Derek Summerfield is a London-based Consultant Psychiatrist. He is an honorary senior lecturer at London’s institute of Psychiatry and a teaching associate at the Refugee Studies Centre at the University of Oxford. His address, "Medical Ethics in Conflict Zones," was delivered to the Gaza Community Mental Health Programme and World Health Organization conference, "Siege and Mental Health: Walls vs Bridges," on October 28, 2008.


Just a Little Ecstasy, and I'll be Fine!


by Sandra L. Jacob - USA

I was thinking this morning of all the horror stories I have listened to over the years.  When I was a new therapist and overwhelmed with them, I would repeat them to others to dissipate some of the evil knot of energy created in my soul.  They would look at me with fear in their eyes, then disgust, then skepticism, and say, “Do you believe that?  I don’t believe that,” lips clamped shut in self-righteous conviction.

Now, with more experience, I can usually let these stories go, but some of them linger, aching and hollow.  The Persistence of Memory, the famous painting of limp watches by Salvador Dali is, I suppose, a depiction of the way memories remain intact, if somewhat softened and melted by time.  Trauma memories, however, seem to be burned into the mind, much as an image is burned onto film in old-fashioned photography, remaining there as scars, like the ravages of strip mining or forest fires on the landscape.

On CNN the other day, Dr.
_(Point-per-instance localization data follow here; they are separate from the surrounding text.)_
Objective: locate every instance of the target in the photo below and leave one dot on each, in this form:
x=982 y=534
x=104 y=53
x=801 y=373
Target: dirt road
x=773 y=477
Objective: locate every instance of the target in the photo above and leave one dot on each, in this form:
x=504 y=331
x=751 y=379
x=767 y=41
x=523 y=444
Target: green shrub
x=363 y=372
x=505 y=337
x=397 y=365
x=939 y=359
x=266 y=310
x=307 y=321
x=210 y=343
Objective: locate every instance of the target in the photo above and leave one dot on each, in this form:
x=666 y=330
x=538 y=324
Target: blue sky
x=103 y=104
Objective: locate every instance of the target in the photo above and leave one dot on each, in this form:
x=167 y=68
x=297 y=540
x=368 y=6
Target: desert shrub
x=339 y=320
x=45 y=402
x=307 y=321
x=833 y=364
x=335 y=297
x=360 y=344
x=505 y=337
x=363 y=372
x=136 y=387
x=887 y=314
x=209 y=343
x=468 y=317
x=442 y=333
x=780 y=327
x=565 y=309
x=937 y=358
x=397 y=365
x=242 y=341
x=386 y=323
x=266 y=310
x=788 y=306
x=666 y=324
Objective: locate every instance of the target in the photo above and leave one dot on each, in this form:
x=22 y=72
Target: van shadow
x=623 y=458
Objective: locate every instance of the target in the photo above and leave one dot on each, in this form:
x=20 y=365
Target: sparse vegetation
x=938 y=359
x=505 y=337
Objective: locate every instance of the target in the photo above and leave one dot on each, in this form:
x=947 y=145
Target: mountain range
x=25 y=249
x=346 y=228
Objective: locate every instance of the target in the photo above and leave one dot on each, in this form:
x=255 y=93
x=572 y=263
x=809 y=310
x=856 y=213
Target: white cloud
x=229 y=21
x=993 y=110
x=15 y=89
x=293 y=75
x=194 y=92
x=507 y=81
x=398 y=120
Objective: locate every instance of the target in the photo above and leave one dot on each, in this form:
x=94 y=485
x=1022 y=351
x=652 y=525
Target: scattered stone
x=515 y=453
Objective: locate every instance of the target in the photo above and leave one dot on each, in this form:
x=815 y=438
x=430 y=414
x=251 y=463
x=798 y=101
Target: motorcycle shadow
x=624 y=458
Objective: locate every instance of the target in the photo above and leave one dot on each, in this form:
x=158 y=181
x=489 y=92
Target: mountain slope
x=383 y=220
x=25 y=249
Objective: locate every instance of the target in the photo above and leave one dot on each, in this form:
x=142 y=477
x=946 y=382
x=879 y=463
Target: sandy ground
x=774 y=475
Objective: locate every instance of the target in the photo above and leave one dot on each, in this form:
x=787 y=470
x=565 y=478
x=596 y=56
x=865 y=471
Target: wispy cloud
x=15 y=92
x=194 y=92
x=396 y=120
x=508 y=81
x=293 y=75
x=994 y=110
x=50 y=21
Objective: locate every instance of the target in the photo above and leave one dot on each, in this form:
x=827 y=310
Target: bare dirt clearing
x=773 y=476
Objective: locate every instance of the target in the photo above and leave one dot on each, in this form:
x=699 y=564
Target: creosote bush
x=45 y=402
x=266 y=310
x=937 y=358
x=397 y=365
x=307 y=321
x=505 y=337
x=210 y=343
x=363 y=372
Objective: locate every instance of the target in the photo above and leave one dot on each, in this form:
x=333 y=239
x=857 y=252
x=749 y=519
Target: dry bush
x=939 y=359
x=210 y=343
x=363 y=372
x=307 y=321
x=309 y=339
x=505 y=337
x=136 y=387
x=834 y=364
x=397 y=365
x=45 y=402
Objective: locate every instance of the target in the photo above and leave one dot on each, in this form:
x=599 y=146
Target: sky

Sanjay Gupta was talking about treating Post-Traumatic Stress Disorder (PTSD) with the street drug Ecstasy. 

I was reminded of an LSD study done on alcoholics in Southern California.  They rounded up alcoholics who lived on the street, skid row bums as they used to be called, and signed them up for the study, as if these poor lost souls who would have sold their mothers for a dry place to sleep and a bottle of cheap wine had the capacity to sign an informed consent – if there even was ‘informed consent’ in those days.  They used LSD on these men and women who proceeded to go mad, use hard drugs, and commit suicide in large numbers. 

I listened to Dr. Gupta’s report with skepticism, wondering if Ecstasy would cure the 80-year-old woman who is still haunted by the searing memories of her grandfather ejaculating between her legs when she was five years old. Would it help the child who watched her father beat her pregnant mother until she miscarried? Would it help the soldier on the aircraft carrier, who watched the man in front of him chopped into pieces by a propeller that spattered brains and bone and blood all over him?

If Ecstasy could cure these horrifying memories in my patients, would it also spare the rest of us from having to hear their soul-killing stories? Or would we just numb-out to tragedy and cruelty?

A homeless man comes to his session in spite of the rain and the cold.  I congratulate him on showing up, and he reminds me that the shelter sends them out the door at 7AM and doesn’t let them return until 4 or 5PM. Coming to therapy is a haven from the elements.  

His long red face looks hopeless, and he doesn’t have much to say, but he describes his hopes of getting a place, and persuading his youngest son to live with him, and maybe starting a business selling used furniture out of a rented garage.  

He tells me of the young boy addicted to heroin who steals to feed his habit, needing five bags just to get up in the morning, hoping to find a dollar here or there so he won’t feel sick from withdrawal, no family to take care of him.  

He tells me of the children who go to school from the shelter, of the thugs who come in and steal anything they can to sell on the street, of the people who have been kicked out of the shelter because their time is up, sleeping in alleys in the city with just a blanket or a piece of cardboard to cover them.  He looks more and more haunted as the session wears on, and I feel his hopelessness.

Is it possible that all of these ills could be cured by Ecstasy? If so, why don’t we all give up trying to make the world a better place and go score some? 

Just a little Ecstasy, please, sir, and I'll be fine.

Sandra Jacob is a writer and licensed clinical social worker who has been treating traumatized people for twenty years. She practices in Hartford, Connecticut.